Another system that exhibits non-locality is the space of “distributed services”, which is basically a network of computer programs communicating via established APIs over established protocols. Imagine a payment processing system that changes their APIs in a back incompatible way: immediately, large parts of the utility of the stack built on top would degrade.
Now, imaging having a digital assistant that can talk with human on the phone about rescheduling an appointment. In 150 languages. At any time of day and night. Which has infinite patience about staying on hold and language propriety and patience that rivals career diplomats. Now also imagine that the other side also has a digital assistant that can talk with humans on the phone and schedule appointment with the same propriety of language and patience. Now you have two computers talking to each other, using natural language, about scheduling and rescheduling appointments.
I understand the cringe factor of the apparently ridiculous computational waste of using two deep learning system using human voice frequency bands and encoding signals using English phonemes and the English language as the API to exchange what could be effectively encoded in a few bytes of information.
What is interesting about is the fact that for the first time a protocol interaction in which “handshaking” turns into “chat until your two models of the world are in sync”… which is, if you think about it, precisely how humans do it. Natural language (with either acoustic or textual encoding) is a surprisingly resilient communication technology. And becomes even more so when the communication is interactive (although it doesn’t have to be to be useful, as this post will hopefully show). In any case, it feels far more flexible and resilient than any structured protocols that power communication between machines today.
To the people who telephone an airline flight operations information service, the tape recorder that answers seems more than a passive depository. It is an often-updated model of a changing situation—a synthesis of information collected, analyzed, evaluated, and assembled to represent a situation or process in an organized way.
Think of the way one operates voice-operated digital assistants today (Siri, Alexa, Cortana, Google Assistant, etc..). Their promise is “just talk” but we’re not having a conversation with them. Rather, we are guessing the “magic incantations” that would make them do what we want them to (hoping they know how).
Except that we’re not interacting with them. We’re not “updating a model of a changing situation”. We are effectively guessing the “spells” and (hopefully) memorizing them when they achieve the desired results. We are effectively using a largely undefined and undocumented textual API encoded with English acoustic phonemes. It’s small wonder they all feel like fantastically over-designed kitchen timers.
Again:
Perhaps the reason present-day two-way telecommunication falls so far short of face-to-face communication is simply that it fails to provide facilities for externalizing models.
Now imagine this externalized model being “your home” which state you want to manipulate together with a cooperating domestic assistant. Or “the money in your bank account” for a banking assistant. And imagine that you don’t need to learn how to program it or learn which API version it uses, or which protocol or which numeric representation or currency or precision or date format.
Seen in this light, The Computer as a Communication Device acquires a completely new dimension of utility: not the computer as the medium but the computer as both the medium and the participant in the communication.
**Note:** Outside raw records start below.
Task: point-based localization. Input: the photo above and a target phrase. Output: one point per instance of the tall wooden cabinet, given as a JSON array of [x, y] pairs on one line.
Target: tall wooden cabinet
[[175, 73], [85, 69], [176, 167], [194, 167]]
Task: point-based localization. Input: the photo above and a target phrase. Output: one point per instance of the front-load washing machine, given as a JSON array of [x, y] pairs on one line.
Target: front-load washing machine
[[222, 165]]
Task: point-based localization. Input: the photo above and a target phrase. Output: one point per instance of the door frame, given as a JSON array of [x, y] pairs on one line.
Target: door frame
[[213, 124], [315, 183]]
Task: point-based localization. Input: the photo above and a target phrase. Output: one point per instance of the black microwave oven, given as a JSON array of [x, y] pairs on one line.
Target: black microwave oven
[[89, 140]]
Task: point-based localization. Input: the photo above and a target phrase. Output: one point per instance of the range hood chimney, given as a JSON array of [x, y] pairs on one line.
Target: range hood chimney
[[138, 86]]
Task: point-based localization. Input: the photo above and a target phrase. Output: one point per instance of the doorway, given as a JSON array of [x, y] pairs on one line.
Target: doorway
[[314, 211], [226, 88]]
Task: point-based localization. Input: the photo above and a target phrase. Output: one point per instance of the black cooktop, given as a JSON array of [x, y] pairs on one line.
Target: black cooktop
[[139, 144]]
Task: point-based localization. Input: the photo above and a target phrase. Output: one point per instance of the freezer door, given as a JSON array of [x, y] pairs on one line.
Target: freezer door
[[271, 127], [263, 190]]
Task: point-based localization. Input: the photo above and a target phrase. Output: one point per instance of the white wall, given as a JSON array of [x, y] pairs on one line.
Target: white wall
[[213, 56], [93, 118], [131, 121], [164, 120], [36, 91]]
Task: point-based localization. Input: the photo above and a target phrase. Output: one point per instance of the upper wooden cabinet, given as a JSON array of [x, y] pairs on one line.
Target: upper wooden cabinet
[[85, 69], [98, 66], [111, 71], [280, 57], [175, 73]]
It feels useful to continue the reframing of the focus on communication not just from “computer mediated” to “computer augmented” (like people like Licklider and Engelbart have done, with spectacular impact) but all the way to “computer symbiotic”: suggesting that we should stop having to learn incantations to interact with computers and instead demand that computer interfaces be designed to act and participate in the same social dynamics that human society has used for thousands of years.